AKP’nin kara gün dostu bir yardım kuruluşu olan Kızılayı bile âdeta holdinge dönüştürmeye kalktığını kaydeden Köksal, “Kızılaya, 2020'de, New York'un Manhattan semtindeki gökdelen yapımı için 8 milyon dolar bağışlattınız, depremde vatandaşımızı çadırsız bıraktınız. Kızılay üreticiden eğer o gün 20 dolardan 2 kişilik çadır almış olsaydı 400 bin çadır almış olacaktı o parayla ve bu 400 bin çadır 800 bin vatandaşımızı deprem bölgesinde soğuktan koruyacaktı. Ama nerede; yok.” şeklinde konuştu.

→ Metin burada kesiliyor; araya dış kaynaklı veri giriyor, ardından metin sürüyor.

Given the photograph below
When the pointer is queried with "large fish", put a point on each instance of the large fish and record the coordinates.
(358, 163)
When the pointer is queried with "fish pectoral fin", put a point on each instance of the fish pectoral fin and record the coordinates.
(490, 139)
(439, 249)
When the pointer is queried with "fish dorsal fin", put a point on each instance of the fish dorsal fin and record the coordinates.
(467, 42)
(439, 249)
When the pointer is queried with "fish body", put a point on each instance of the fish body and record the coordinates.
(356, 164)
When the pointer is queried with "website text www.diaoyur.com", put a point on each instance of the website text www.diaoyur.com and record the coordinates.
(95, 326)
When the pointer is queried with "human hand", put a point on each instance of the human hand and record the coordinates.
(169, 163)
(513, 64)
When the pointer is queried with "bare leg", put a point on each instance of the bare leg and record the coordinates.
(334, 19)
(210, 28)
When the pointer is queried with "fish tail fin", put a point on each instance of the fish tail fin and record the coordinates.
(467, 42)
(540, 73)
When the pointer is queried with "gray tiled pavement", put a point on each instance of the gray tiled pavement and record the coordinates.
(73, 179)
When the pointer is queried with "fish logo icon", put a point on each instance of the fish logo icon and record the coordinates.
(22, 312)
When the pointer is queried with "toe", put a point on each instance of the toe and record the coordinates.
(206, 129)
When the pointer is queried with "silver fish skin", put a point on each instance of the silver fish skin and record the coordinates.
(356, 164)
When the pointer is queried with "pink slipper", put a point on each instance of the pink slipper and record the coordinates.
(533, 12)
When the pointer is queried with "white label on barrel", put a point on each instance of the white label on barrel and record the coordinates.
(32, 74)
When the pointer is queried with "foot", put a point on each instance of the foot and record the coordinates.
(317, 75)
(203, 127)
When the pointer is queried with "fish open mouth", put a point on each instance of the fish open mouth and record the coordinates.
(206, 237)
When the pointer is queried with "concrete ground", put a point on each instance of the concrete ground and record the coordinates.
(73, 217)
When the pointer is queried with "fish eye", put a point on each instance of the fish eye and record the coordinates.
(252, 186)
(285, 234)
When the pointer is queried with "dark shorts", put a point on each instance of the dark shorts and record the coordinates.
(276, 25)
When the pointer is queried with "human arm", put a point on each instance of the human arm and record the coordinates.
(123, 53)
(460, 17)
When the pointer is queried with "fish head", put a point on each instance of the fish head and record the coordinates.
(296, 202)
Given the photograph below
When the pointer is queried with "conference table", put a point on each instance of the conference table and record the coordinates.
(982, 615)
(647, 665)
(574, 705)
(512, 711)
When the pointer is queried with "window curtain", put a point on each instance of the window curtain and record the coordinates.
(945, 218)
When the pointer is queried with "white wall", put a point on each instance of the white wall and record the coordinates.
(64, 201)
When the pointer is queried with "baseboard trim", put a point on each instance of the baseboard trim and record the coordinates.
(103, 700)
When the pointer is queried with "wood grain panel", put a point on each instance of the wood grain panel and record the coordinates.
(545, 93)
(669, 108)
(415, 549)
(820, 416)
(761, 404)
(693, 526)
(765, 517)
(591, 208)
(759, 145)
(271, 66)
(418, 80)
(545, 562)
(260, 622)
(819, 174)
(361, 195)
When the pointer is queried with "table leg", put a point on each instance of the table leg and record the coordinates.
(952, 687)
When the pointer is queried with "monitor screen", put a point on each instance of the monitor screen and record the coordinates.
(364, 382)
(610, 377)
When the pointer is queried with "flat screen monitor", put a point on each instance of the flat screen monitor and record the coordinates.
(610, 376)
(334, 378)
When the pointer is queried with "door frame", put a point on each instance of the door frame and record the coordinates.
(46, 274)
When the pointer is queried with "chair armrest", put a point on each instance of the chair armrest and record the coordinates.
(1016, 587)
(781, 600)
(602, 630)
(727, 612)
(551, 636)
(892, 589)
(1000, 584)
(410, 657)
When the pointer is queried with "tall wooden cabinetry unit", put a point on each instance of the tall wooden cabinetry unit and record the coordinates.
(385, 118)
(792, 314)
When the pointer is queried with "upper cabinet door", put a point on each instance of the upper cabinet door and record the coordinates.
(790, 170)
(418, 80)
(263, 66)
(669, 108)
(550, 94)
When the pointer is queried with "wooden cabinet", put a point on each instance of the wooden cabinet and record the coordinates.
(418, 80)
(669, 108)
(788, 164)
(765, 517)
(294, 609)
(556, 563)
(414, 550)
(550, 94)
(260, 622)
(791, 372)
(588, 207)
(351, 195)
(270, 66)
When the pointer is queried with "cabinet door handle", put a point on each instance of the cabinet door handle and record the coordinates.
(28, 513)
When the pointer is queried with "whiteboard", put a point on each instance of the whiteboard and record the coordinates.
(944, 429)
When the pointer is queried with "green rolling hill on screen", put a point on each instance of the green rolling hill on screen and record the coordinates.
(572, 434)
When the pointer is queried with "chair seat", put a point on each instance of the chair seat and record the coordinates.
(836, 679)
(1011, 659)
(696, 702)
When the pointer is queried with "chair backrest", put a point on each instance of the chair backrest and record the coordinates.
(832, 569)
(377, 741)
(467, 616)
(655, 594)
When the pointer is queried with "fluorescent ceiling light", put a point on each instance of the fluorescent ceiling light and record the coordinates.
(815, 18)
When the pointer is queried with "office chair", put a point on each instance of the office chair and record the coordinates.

İNSANLAR ENKAZ ALTINDA CAN VERİRKEN, ABARTILACAK BİR ŞEY YOK DEYİP, IBAN İSTEDİLER


Milletvekili Burcu Köksal, AKP’nin kriz yönetimindeki beceriksizliği yüzünden insanların enkaz altında kaderiyle baş başa kaldıklarını dile getirerek, “Deprem oluyor, insanlar ölüyor, biri çıkar "Not alıyoruz." der, biri çıkar "Kader!" der, biri çıkar "Talimat gelmedi." der, biri çıkar "Sessiz olacaksın!" der, biri çıkar "Abartılacak bir şey yok." der, biri çıkar helallik ister "IBAN..." der ama kimse istifa etmez çünkü sizin kitabınızda her fırsattan istifade etmek var, istifa yok; "İstifa edin." diyenlere de tahammülünüz yok. Kışlada, camide, okulda, miting yaparken, 20-30 çakalı Anıtkabir'e doldurup "Erdoğan..." diye höykürtürken, Arda, Rıdvan gibi yandaşlara "Ben de varım." dedirtirken siyaset yapmak mübah ama seyircinin "Hükûmet istifa!" demesi siyaset, öyle mi? Hadi oradan! Bir de her şeyi yapıp yapıp da sorumluluk hissetmiyorsunuz ya... Ekonomi bozulur, marketler ile esnaflar; yangınlar olur, ağaçlar; sel olur, dere yatakları; deprem olur, kader; göçük olur, fıtrat suçlu ama siz, maşallah, sütten çıkmış ak kaşıksınız, öyle mi? Öyle sağa sola çamur atarak sorumluluktan yırtamazsınız. Yıkılan her binadan, dökülen her kandan, sefalete sürüklenen her hayattan siz sorumlusunuz. Kriz yönetimindeki beceriksizliğiniz yüzünden insanları enkaz altında kaderiyle baş başa bırakacak kadar acizsiniz. Kaçmak yok, hesap var, bu hesabı da sandıkta millete vereceksiniz.” ifadelerini kullandı.